Propulsé sur le devant de la scène internationale avec « The Lobster » en 2015, le réalisateur grec Yórgos Lánthimos fascine depuis et ses films sont tous des succès critique. À Cannes, il enchaîne les Prix, année après année, pour y devenir un cinéaste incontournable. Et son « Pauvres Créatures » emprunte déjà la voie de ses aînés, gagnant du Lion d’Or à la dernière Mostra de Venise. Avec sa nouvelle actrice fétiche, Emma Stone, ils réussissent ensemble un nouveau tour de force après « La Favorite » en 2018. Toutes les louanges de ce huitième long-métrage sont fondées : c’est grandiose. À voir en ce moment dans les salles.

Synopsis : Bella est une jeune femme ramenée à la vie par le brillant et peu orthodoxe Dr Godwin Baxter. Sous sa protection, elle a soif d’apprendre. Avide de découvrir le monde dont elle ignore tout, elle s’enfuit avec Duncan Wedderburn, un avocat habile et débauché, et embarque pour une odyssée étourdissante à travers les continents. Imperméable aux préjugés de son époque, Bella est résolue à ne rien céder sur les principes d’égalité et de libération.
Pas de doute, « Pauvres Créatures » ou « Poor Things » en VO, c’est du Yórgos Lánthimos. Génie ou escroc ? Si son cinéma peut parfois nous laisser perplexes, nous devons avouer que là, il frappe fort. Plongez dans la tête de son créateur et laissez-vous transporter dans une odyssée complètement folle et nécessaire. Ce qu’il parvient à réaliser et à mettre en oeuvre ici est d’une beauté sans nom. Difficile de ne pas faire la comparaison avec le personnage du Dr. Godwin Baxter, interprété par Willem Dafoe, qui crée une expérience unique et donne naissance au projet de toute une vie. C’est une réussite en tout point et il a su s’entourer d’une équipe et d’un casting formidables : costumes, décors, musique. Un travail dantesque pour représenter à l’écran un monde à part qui s’apparente à une fable onirique et surréaliste.

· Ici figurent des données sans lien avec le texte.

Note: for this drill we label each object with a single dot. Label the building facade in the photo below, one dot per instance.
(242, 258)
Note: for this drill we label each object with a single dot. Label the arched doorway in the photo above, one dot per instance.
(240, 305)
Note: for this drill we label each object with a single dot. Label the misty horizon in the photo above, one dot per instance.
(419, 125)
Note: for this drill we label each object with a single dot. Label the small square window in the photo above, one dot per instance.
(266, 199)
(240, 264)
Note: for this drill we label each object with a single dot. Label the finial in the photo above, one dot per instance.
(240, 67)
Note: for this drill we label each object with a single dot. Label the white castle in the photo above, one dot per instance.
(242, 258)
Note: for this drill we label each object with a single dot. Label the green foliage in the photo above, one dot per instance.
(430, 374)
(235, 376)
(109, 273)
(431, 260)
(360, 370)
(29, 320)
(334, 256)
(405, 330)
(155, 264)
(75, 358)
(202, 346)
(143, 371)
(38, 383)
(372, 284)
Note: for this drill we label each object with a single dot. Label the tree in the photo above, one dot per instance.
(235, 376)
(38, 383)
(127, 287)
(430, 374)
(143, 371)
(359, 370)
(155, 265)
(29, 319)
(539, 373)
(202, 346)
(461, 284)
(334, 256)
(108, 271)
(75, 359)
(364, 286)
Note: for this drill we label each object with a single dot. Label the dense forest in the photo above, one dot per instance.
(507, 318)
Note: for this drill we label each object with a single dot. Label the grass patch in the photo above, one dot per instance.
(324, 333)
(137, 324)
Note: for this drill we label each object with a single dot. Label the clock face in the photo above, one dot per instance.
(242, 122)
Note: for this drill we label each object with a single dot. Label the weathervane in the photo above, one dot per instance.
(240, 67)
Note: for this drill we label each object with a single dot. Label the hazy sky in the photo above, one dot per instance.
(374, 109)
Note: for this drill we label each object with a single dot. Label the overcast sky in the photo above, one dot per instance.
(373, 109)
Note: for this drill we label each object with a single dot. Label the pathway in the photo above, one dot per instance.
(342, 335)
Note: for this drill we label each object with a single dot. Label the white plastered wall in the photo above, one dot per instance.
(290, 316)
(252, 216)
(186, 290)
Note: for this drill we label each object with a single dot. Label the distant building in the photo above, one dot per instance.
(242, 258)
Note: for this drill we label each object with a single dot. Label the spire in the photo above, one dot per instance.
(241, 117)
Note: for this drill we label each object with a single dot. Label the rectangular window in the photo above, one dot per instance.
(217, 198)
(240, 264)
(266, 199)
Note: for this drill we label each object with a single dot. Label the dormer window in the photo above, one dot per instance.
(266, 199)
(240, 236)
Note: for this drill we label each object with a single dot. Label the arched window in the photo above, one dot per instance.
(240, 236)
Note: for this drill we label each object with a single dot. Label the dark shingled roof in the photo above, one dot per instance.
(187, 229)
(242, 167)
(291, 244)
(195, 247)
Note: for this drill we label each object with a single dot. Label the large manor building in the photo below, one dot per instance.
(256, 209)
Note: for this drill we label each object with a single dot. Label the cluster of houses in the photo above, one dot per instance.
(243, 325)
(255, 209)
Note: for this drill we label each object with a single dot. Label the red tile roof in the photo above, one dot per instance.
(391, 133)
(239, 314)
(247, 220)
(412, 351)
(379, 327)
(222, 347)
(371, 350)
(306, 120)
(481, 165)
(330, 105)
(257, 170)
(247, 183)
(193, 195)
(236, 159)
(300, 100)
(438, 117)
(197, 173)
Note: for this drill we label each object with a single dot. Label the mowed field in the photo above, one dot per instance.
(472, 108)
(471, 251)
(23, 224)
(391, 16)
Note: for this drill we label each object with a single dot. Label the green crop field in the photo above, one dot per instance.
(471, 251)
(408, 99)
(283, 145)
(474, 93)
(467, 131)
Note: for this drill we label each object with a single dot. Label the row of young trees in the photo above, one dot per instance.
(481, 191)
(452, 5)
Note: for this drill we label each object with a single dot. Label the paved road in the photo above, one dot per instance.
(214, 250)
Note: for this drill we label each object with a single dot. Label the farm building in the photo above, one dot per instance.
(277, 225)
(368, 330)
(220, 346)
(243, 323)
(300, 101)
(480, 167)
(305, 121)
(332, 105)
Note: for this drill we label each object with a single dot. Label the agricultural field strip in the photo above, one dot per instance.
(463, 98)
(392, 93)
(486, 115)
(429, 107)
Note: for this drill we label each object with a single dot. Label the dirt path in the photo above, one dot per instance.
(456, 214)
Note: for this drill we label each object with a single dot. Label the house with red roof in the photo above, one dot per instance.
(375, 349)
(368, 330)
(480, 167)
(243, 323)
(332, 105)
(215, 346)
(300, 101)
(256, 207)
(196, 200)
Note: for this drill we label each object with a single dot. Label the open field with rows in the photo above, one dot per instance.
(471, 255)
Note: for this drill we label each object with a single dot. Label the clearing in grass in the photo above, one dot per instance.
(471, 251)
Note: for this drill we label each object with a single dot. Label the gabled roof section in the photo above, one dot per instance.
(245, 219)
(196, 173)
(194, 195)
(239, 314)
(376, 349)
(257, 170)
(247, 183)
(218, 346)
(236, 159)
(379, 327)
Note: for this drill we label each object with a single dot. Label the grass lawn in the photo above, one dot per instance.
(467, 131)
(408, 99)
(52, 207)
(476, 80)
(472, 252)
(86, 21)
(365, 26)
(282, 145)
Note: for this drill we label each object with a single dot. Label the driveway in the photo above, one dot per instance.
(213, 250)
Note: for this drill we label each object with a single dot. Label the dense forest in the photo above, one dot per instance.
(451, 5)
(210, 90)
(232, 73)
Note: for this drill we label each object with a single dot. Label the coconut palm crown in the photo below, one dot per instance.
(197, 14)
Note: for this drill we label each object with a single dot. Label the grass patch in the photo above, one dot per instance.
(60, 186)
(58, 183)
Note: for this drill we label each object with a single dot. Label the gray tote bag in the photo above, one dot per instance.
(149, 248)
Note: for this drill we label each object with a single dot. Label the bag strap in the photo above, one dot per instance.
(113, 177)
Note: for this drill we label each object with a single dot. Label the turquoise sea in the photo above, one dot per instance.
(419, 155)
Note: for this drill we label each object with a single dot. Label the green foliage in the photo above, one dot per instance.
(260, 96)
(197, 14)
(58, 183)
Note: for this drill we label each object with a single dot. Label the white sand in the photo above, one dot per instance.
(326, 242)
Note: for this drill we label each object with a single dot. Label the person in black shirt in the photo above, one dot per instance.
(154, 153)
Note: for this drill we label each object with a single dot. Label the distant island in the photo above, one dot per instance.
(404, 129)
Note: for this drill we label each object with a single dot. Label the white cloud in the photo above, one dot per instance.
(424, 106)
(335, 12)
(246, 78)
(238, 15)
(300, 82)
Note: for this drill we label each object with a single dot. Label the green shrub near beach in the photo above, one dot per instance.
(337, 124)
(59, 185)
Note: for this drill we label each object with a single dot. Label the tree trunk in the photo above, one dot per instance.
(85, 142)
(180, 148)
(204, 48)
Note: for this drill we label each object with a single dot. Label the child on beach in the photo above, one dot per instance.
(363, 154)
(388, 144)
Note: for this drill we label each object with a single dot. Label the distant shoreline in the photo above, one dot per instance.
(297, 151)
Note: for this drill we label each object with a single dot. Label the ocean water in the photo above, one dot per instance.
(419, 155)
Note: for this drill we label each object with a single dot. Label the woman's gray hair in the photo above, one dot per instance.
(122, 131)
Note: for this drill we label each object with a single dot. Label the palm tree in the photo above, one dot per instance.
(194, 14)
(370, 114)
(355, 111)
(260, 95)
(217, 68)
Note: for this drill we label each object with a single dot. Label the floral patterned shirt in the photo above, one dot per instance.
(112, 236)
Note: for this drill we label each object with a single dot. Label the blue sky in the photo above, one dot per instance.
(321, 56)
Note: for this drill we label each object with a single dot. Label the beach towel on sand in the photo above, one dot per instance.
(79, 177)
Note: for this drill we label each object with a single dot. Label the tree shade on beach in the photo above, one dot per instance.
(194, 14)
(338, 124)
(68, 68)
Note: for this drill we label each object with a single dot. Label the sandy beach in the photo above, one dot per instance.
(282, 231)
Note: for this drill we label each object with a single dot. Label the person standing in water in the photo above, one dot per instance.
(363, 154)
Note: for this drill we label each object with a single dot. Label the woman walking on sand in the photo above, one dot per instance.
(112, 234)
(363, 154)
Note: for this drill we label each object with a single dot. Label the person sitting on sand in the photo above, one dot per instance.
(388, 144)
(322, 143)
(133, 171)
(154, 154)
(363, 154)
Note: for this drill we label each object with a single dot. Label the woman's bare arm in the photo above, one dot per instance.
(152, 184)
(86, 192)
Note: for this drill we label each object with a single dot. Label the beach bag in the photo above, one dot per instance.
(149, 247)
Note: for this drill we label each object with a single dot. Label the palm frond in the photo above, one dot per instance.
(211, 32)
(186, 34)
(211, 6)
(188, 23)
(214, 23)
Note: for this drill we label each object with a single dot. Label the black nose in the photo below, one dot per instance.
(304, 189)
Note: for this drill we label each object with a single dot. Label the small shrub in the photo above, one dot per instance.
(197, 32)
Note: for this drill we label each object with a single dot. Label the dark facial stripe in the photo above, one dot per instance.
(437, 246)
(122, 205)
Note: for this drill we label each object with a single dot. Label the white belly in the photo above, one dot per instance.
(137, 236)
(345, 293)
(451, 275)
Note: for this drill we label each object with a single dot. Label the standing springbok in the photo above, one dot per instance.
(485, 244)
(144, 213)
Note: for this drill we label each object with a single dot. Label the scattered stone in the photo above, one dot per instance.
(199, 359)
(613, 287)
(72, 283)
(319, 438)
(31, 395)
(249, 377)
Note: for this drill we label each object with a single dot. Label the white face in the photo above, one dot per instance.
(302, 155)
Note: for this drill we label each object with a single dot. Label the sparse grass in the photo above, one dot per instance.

Univers décadent, caméra en or, idées farfelues et amour profond du cinéma : « Pauvres Créatures » ne serait qu’une belle coquille vide sans son scénario bien tranché, adapté du roman éponyme de Alasdair Gray (1992). Le scénariste, Tony McNamara, revient à l’écriture après avoir co-écrit « La Favorite ». Entre temps, il a notamment porté à l’écran la série « The Great » avec Elle Fanning et Nicholas Hoult dont nous reconnaissons volontiers l’humour. Bella Baxter est un personnage fascinant, au potentiel immense, dont jaillit des idées et un point de vue fort sur la condition de la femme et sa perception aux yeux du monde – et plus particulièrement, aux yeux des hommes.
Magnifiquement incarnée par Emma Stone (nous manquons de superlatifs, vraiment), lauréate de la Meilleure Actrice aux derniers Golden Globes et Critics Choice Awards, nous lui présageons, à elle ou au film, une belle réussite aux Oscars dont nous attendons les nominations très prochainement. Le travail que l’actrice accompli : il faut le voir pour le croire. Au travers de son voyage initiatique où se mêlent découvertes et rencontres en tout genre (sexe, violence, science et philosophie) qui forgeront sa personne en devenir, Bella Baxter s’inscrit déjà comme un exemple d’émancipation, de liberté et d’intelligence. Il nous est fascinant de suivre sa progression tout au long du récit, de découvrir ses envies et ses doutes. Bella Stone ou Emma Baxter nous insuffle une joie de vivre et un enthousiasme communicatifs bien trop souvent réprimandés par les hommes qu’elle va croiser.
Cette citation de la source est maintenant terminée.